| This is good work and if I ever did web development, it would be like this. Why people in the web world don't use stored procedures and constraints is a mystery to me. That this approach is seen as novel is in itself fascinating. It's like all those web framework inventors didn't read past chapter 2 of their database manuals. So they wrote a whole pile of code that forces you to add semantics in another language elsewhere in your code in a language that makes impedance stark. PostgreSQL is advanced technology. Whatever you might consider doing in your CRUD software, PostgreSQL has a neat solution. You can extend SQL, add new types, use PL/SQL in a bunch of different languages, background workers, triggers, constraints, permissions. Obviously there are limits but you don't reinvent web servers because Apache doesn't transcode video on the fly.
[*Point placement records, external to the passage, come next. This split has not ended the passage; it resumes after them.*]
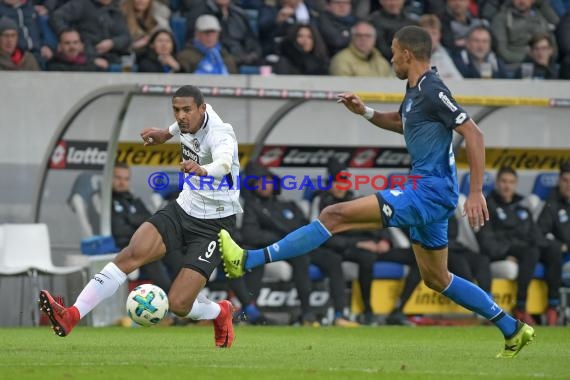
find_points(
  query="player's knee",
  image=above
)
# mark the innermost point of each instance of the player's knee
(333, 217)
Well, you do if you're whoever makes Rubby on Rails. The argument that you don't want to write any code that locks you to a database is some stunning lack of awareness, as you decide to lock yourself into the tsunami of unpredictability that is web frameworks to ward off the evil of being locked into a 20 year database product built on some pretty sound theoretical foundations. Web developers really took the whole "let's make more work for ourselves" idea and ran with it all the way to the bank. You'd have to pay me a million dollars a year to do web development. |
I worked on a rails app that handled a billion requests per day. The problem isn't performance of the web framework, those are easy to load balance and split into C or cache when you need it. The problem is scaling your database, keeping your data secure, and iterating to meet business goals with a growing codebase and infrastructure. A mess of stored procedures would restrain you from doing all three.
And I know, I worked on a codebase in 1999 that did this because of the "performance gains". It ended up bricking the project due to inability to iterate.